Novik did apologize for this passage, both for playing into a racist stereotype and for incorrectly referring to locs as "dreadlocks." She explains that this passage was added to the novel late in the editing process, after reviewers and sensitivity readers (!!) got their review copies, and that it would be taken out in future printings. It's genuinely baffling to me that she would ever add in something about Black hairstyles at the last moment, knowing it won't be checked over by a sensitivity read, especially knowing that it's a tidbit that portrays Black hairstyles in a negative manner. Like, if you're going to go to the effort to get sensitivity readers in the first place, why just act like you don't actually need them? Anyways, she does say in the apology that in the future, she'll make sure all of her books get a final sensitivity read before they're published, so do with this apology what you will.

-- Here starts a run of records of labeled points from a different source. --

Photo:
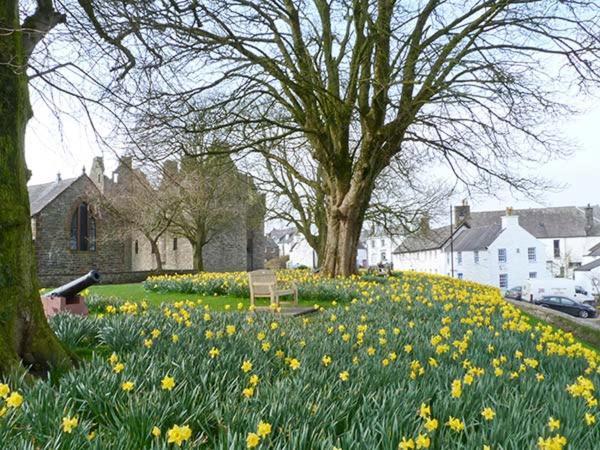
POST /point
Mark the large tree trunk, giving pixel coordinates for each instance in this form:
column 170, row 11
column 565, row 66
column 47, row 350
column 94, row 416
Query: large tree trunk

I don't think Novik is a bad person, or even a bad writer. I didn't like A Deadly Education, but I've long since grown out of YA, and I've heard good things about Spinning Silver and Uprooted. Her published works aside, I do genuinely think her fanfic is well written. A Deadly Education's problems come down to the simple fact that it's not really a story, it's a subversion: Novik wants to paint a broad picture, rather than tell a specific story, which is... what she accomplished. These problems are not insurmountable, and can easily be improved on in the rest of the series. But I'm simply not interested in Novik's cynical subversion, so I won't be continuing on with the Scholomance.
For anyone else who is interested in non-Harry-Potter magic school, I highly recommend the Earthsea series by Ursula K. Le Guin, and I think the later books in that series do a much better job at subversion and discussing the problems inherent in our education systems. Le Guin spends so much time building up the characters and the world naturally that it works much better to make the reader think about her world and the way it mirrors our own.